Comrade Livshitz and his colleagues assumed their authority in the village without delay. The next day we heard that they had reinstated the village administrative system established by Comrade Zeitlin, our first Thousander in 1930. We were again caught in the meshes of the administrative units of Hundreds, Tens, and Fives. Again, we were subjected to endless meetings and sickening propaganda speeches. Once more we were forced to participate in “socialist competition” between those administrative units. We had to resume “path-treading,” this time for not turning in “hidden hoards” of food and so forth.

The new Thousander, in addition to regular secret informers of the GPU, established a spy network which was very naive, but at the same time very effective. This was the network of silkors , or village correspondents. The spy network was organized as follows: ordinary villagers, usually members of the Young Communist League and schoolchildren, were appointed by the village Party organization, or by the Thousander personally, to act as reporters. The ostensible purpose of their contributions to the press was to report about what was going on in the village. But, in reality, these silkors were instructed to look for traitors and saboteurs. They were particularly instructed to denounce those villagers who were hiding foodstuffs from the state, and those, who in one way or another, demonstrated hostility toward the Party and the government. In other words, they were taught to spy on their fellow villagers, and then report their findings and observations to the local newspaper. What these silkors did not know was that their reports were passed on to the appropriate government agencies, usually to the GPU and militia. If a given report seemed to contain some worthwhile information, a GPU agent or a militiaman would be dispatched to the village to investigate the matter further.

Thus the stage was set for a new drama to be performed by a new cast under the directorship of the new Thousander. A prelude to this drama took place in our neighborhood: it was the eviction of Stepan Shevchenko from his house.

Stepan was a poor farmer. He had a nice family consisting of his wife and two children: a boy of nine and a girl of seven. They were all healthy and seemed to be content with their lot. Although he was a poor farmer like the rest of us, Shevchenko differed from us in one way: he had categorically refused to join the collective farm, and what was most amazing to us, he somehow managed to survive in spite of it, or so it seemed, until June 1932.

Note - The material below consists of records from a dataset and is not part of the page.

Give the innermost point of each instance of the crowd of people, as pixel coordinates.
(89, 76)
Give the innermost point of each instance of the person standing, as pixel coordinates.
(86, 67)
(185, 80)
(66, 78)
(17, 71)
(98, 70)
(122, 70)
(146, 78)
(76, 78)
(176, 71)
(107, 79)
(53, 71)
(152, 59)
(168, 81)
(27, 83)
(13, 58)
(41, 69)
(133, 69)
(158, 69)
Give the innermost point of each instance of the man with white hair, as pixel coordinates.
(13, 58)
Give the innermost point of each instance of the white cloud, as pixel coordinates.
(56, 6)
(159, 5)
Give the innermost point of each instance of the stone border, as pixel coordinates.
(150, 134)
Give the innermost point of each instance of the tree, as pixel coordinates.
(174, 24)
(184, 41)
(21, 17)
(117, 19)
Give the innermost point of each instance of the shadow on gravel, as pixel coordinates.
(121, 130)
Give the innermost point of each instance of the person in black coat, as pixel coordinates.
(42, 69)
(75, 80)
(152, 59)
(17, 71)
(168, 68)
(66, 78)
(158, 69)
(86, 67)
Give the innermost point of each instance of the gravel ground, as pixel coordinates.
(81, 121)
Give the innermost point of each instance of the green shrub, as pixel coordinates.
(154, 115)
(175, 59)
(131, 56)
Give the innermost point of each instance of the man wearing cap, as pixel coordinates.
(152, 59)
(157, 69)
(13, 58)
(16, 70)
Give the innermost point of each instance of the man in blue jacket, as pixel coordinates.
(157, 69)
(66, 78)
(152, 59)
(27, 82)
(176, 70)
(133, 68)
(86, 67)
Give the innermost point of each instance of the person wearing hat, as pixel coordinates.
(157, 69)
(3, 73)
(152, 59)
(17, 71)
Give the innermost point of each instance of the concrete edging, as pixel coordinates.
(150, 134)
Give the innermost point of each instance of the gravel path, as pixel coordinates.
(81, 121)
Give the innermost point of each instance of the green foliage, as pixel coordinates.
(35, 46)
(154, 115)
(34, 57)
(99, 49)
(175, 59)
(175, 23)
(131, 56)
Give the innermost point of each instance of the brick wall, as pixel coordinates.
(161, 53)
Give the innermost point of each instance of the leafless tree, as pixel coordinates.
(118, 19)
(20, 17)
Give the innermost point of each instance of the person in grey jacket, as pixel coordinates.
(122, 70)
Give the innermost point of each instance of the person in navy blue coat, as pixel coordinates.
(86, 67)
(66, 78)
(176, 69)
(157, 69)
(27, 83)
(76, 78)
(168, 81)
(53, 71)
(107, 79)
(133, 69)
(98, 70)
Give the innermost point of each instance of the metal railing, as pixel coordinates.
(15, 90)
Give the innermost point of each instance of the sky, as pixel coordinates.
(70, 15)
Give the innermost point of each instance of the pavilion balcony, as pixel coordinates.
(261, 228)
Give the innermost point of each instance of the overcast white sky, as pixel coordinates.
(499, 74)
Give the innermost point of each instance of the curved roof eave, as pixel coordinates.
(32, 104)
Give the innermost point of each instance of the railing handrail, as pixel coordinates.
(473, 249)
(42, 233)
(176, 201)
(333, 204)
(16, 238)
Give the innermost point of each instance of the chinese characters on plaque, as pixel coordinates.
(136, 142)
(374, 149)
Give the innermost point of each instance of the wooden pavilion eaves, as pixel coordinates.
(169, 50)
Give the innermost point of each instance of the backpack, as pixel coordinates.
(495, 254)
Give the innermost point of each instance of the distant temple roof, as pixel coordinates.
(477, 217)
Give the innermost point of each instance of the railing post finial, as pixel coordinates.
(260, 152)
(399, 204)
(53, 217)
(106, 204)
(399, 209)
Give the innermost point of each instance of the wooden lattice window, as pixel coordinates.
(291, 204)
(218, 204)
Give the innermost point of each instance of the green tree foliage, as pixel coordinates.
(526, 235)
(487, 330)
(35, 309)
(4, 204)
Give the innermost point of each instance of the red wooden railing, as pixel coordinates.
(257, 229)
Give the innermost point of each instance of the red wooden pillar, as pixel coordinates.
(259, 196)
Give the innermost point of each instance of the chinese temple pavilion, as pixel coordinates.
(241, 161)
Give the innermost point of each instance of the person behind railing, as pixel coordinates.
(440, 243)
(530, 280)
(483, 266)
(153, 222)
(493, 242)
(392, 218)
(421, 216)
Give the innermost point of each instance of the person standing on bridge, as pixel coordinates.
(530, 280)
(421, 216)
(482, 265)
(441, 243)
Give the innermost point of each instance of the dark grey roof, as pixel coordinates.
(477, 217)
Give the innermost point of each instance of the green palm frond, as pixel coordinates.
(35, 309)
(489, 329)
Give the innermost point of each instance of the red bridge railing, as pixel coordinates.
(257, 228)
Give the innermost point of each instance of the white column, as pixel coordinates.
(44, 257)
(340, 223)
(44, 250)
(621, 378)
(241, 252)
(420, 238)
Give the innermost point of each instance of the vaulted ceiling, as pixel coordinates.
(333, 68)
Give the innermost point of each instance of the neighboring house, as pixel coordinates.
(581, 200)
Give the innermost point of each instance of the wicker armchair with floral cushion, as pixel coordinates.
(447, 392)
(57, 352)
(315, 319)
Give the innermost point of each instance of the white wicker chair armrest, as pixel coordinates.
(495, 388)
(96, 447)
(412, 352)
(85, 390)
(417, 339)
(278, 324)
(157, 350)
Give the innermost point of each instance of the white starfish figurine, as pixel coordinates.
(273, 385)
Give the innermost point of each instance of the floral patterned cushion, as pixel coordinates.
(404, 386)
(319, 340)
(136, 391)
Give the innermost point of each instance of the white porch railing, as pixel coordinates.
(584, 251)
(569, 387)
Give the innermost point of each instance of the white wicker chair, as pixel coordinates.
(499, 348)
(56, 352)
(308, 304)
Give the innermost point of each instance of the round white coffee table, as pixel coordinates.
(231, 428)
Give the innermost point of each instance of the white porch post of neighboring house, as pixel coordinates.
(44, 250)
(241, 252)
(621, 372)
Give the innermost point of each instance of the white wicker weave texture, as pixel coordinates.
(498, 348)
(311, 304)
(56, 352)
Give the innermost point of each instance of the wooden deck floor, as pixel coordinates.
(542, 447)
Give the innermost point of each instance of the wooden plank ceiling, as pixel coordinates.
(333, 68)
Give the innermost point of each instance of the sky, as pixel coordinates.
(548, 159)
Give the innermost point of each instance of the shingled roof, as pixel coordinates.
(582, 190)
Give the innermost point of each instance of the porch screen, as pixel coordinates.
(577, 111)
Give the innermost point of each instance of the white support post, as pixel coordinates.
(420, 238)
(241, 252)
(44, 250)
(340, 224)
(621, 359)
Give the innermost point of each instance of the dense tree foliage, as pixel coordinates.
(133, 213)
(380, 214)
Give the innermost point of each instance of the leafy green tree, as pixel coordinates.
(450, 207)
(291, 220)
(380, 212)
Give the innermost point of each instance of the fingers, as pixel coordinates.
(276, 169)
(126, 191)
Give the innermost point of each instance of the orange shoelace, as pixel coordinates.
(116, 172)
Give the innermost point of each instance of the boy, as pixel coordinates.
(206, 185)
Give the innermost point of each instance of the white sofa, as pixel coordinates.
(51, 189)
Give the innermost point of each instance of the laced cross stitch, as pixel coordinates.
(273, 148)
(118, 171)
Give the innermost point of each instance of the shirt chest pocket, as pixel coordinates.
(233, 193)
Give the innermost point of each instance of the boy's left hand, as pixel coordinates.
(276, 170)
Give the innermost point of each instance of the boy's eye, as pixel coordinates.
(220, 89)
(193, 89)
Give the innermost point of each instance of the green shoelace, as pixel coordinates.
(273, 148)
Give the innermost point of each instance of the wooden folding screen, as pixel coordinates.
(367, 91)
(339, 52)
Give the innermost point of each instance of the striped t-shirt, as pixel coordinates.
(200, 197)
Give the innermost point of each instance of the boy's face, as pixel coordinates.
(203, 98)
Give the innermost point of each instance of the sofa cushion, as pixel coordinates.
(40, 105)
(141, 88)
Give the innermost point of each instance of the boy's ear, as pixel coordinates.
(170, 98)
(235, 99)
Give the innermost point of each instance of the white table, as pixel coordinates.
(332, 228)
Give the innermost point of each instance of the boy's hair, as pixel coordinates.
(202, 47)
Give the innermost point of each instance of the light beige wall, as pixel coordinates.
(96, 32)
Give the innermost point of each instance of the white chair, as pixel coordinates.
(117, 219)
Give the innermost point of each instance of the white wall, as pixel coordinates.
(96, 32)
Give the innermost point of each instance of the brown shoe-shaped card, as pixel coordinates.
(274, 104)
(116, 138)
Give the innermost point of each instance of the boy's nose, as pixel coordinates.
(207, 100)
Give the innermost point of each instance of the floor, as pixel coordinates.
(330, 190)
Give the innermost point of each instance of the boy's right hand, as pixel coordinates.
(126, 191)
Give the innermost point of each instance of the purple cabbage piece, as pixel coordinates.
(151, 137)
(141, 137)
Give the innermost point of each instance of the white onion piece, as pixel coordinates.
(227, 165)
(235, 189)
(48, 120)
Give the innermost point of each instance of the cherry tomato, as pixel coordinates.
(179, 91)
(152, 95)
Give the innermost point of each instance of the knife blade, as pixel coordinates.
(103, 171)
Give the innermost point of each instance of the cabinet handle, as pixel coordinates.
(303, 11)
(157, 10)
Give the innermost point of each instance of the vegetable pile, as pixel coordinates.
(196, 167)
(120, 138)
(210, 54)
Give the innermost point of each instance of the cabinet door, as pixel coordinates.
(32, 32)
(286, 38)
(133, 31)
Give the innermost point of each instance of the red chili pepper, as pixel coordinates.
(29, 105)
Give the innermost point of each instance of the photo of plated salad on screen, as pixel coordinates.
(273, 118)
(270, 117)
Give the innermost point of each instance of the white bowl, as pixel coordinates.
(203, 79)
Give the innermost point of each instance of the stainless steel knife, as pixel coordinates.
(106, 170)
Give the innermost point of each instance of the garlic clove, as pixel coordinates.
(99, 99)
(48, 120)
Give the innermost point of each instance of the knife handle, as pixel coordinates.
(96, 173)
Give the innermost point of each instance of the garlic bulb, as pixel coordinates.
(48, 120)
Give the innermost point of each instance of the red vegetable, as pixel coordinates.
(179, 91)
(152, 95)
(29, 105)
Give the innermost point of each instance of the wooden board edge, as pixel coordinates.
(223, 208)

He paid off all his taxes in kind and money for the year 1932, and apparently thought that the government would leave him alone, at least for a while. But he was overly optimistic.

One day, he received a requisition order demanding him to deliver 500 kilograms of wheat to the state. He delivered it in full. But no sooner had he done so when he received another order. This time they demanded twice as much wheat, something they knew he could not deliver because he had none left. His explanations were of no avail. The officials persisted and threatened him with Siberia. He knew that they meant it, so he was forced to sell everything he had of value, including his cow, to buy the order of wheat. He naively believed that now his troubles were over. Yet his fate had been sealed when he refused to join the collective farm. The demands of impossibly high quotas of grain were only excuses for ruining him. Sure enough, he soon received the inexorable third order: 2,000 kilograms of wheat immediately! This he could not do. He had nothing more of value to sell with which to buy any more grain. He and his family were already left destitute.

One fateful day, the Bread Procurement Commission paid him a visit. They searched his premises for hidden grain, but found nothing. Nevertheless, he was labeled a kurkul, and he and his family were ordered to leave their house immediately. The house and all that belonged to the Shevchenkos was confiscated and was to be turned into “socialist property.” Upon hearing this proclamation, Shevchenko and his family put up a desperate struggle. Their cries and screams and the shouting of the officials attracted our attention. My brother and I ran there to see what was going on.